When Dutch Ringelberg walked into the school on Thursday, his hair reached the middle of his back. The Grand Haven man has grown his hair the past three years for the opportunity to donate it. He said his donation is a way to honor his late wife, Paula Palo, who fought breast cancer for seven years and died in 2001.

As stylist Jenette Sanderson cut Ringelberg’s hair, his wife, Linda Dimitroff, said she was happy for him because it’s going for a good cause to help children.

Ringelberg, a bus driver for Spring Lake Public Schools, said he expected his riders Thursday afternoon will be surprised when they get a look at him with short hair.

While students offered Ringelberg refreshments, he smiled and said he enjoyed being there.

“It’s a hoot,” he said.

It’s the second time Christoffersen’s class has hosted the event. The first time occurred in 2013. Since then, some students immediately started growing their hair out to donate it once again. 

Fourth-grader Ella Alban was among those students donating their hair for the second time. She said everyone making a hair donation should be happy about their decision.

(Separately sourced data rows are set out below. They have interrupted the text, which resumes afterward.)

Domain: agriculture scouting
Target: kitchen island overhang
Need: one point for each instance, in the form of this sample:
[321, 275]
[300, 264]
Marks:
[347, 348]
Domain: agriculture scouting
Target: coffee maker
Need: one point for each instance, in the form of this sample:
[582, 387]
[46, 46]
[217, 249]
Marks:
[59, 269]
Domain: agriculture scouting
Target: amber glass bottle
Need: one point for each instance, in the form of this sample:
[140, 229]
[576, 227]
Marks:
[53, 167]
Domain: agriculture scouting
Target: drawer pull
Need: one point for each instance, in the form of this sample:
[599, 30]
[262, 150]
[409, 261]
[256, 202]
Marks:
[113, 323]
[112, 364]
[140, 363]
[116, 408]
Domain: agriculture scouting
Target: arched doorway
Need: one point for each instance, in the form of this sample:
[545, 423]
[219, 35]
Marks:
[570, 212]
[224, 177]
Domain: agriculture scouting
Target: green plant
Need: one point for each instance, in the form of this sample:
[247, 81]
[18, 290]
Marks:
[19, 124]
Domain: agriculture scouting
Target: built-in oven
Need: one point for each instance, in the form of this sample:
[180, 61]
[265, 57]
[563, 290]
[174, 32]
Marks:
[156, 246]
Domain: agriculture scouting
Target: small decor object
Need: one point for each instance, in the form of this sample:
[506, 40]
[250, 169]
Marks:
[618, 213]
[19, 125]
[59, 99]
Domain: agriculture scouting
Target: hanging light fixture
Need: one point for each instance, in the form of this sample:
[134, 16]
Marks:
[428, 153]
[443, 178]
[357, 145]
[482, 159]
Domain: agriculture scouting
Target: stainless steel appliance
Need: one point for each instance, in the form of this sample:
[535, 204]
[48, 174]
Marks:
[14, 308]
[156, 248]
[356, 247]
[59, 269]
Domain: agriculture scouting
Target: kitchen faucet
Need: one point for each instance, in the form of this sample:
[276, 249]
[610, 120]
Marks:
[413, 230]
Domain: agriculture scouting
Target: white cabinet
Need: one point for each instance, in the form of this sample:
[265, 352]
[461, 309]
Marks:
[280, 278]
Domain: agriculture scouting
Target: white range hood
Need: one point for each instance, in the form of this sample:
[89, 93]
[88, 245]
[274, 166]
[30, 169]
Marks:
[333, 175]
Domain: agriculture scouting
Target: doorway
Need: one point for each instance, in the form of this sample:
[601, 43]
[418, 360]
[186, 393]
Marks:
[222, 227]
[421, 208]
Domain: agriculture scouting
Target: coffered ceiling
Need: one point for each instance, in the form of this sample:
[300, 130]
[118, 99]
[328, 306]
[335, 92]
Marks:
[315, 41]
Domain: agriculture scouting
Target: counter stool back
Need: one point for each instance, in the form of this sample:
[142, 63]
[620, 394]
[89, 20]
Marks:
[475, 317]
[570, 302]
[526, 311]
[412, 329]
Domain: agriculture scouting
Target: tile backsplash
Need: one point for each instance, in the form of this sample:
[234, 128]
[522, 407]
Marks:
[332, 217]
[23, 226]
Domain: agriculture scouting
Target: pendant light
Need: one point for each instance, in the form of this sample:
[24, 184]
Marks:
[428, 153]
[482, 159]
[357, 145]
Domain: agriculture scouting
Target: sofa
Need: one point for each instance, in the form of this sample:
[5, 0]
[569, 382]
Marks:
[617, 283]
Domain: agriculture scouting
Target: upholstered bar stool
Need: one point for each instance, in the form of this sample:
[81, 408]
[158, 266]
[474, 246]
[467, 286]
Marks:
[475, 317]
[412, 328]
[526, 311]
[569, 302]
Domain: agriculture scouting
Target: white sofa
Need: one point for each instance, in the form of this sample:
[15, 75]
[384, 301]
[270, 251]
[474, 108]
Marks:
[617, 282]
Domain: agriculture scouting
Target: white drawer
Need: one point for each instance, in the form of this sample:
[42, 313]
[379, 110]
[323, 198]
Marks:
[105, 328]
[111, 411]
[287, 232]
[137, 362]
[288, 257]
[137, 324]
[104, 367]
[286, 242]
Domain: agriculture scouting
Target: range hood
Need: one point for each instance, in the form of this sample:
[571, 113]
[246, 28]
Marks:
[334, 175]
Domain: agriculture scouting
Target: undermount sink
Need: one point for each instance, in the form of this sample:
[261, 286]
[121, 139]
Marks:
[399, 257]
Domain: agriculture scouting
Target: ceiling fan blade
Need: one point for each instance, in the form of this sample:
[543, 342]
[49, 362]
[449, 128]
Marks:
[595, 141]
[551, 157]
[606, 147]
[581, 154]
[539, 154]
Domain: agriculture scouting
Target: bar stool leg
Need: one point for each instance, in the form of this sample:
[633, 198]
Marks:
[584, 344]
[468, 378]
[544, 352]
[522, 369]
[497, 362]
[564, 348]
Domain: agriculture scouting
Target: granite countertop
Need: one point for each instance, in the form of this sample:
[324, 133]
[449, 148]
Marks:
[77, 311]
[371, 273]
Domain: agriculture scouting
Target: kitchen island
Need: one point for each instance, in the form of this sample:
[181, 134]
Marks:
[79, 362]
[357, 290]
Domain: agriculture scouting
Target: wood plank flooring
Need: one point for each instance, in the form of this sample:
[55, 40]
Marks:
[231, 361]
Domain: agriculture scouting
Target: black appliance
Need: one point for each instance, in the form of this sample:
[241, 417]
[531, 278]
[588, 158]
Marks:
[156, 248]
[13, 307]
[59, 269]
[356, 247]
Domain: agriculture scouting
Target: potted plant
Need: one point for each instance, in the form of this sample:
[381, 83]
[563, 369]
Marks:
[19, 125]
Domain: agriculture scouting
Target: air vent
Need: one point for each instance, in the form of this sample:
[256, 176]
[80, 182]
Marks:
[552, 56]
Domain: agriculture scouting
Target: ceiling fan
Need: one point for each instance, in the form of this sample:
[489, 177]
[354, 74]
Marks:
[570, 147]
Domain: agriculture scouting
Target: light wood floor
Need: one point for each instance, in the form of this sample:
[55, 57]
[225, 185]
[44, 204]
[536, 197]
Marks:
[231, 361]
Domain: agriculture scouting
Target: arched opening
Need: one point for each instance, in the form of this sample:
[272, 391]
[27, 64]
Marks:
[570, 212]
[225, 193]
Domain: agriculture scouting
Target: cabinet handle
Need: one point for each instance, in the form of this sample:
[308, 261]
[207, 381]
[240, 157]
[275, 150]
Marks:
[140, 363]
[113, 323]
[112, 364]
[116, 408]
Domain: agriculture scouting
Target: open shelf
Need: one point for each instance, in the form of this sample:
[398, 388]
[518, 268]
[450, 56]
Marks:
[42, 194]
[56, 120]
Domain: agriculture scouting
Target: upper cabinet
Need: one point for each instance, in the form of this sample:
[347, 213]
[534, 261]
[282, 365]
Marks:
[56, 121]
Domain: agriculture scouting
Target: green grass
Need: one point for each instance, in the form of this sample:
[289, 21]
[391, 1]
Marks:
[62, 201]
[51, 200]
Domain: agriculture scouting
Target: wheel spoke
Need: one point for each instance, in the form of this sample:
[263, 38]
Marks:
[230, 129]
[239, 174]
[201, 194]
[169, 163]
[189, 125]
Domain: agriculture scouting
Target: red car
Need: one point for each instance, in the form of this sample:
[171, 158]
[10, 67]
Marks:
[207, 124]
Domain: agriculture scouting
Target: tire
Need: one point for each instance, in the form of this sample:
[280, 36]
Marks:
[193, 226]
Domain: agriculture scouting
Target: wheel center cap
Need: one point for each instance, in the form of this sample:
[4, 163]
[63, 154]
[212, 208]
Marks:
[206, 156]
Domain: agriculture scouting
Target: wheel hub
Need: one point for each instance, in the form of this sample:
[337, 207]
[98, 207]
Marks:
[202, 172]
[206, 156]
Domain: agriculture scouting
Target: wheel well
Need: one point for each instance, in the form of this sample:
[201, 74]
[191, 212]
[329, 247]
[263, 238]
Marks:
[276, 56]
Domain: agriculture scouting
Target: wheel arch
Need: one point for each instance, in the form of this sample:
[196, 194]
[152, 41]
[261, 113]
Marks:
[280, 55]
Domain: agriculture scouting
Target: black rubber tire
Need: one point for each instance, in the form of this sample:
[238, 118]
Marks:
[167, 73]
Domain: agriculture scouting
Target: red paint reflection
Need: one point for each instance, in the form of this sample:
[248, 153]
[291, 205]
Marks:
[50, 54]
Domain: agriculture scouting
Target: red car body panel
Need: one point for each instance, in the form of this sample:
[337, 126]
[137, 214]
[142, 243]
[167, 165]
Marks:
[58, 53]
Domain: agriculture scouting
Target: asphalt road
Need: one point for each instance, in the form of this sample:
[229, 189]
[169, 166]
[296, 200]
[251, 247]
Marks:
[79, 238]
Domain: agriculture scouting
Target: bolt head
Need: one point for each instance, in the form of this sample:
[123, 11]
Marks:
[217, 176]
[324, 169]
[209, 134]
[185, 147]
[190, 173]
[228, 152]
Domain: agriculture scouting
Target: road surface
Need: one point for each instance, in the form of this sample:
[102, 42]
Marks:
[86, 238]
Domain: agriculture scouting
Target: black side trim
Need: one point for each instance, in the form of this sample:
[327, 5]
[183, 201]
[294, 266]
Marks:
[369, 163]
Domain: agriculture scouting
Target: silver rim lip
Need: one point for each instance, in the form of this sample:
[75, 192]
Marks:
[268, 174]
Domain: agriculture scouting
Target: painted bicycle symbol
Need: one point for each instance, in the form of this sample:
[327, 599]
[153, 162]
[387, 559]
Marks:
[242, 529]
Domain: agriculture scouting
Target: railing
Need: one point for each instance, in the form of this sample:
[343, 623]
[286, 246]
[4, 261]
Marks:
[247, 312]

“I think they should be proud of themselves because they’re giving kids hair,” Alban said.

Sanderson sectioned Carol Ventocilla’s hair before making the initial cuts to remove almost 12 inches. Ventocilla, 12, said she was excited to be among the group donating their hair because it meant more children would be helped.

“I can make someone who doesn’t have hair get their confidence back,” she said.

A personal connection with helping clients who have had cancer led Sanderson to volunteer to cut hair on Thursday. Sanderson said she’s helped clients with wigs, and it “completely changed their outlook.”